The physiopathology of CM is poorly understood. Most research conducted to date has suggest that activation of the trigeminovascular system (TGVS) contributes to the migraine development [
4,
5]. Hyperexcitability of neurons lead to neuropathic pain and trigger central sensitization. Central sensitization refers to increased synaptic efficacy in somatosensory neurons in the dorsal horn of the spinal cord following intense peripheral noxious stimuli, tissue injury or nerve damage.
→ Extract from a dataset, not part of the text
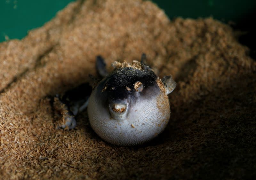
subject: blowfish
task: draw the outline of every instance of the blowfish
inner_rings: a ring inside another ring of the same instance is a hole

This heightened synaptic transmission can lead to a reduction in the pain threshold, the spread of pain sensitivity to non-injured areas and amplification of the pain responses [
6]. In chronic migraine, the release of calcitonin gene-related peptide (CGRP) and other excitatory neurotransmitters from the central terminals of trigeminal ganglion (TG) neurons could repetitively excite second-order neurons in the trigeminal nucleus caudalis (TNC), leading to central sensitization and the manifestation of hyperalgesia and allodynia [
7,
8]. Therefore, the neuron activation caused by enhanced synaptic transmission in central sensitization may plays a very important role in the maintenance of CM.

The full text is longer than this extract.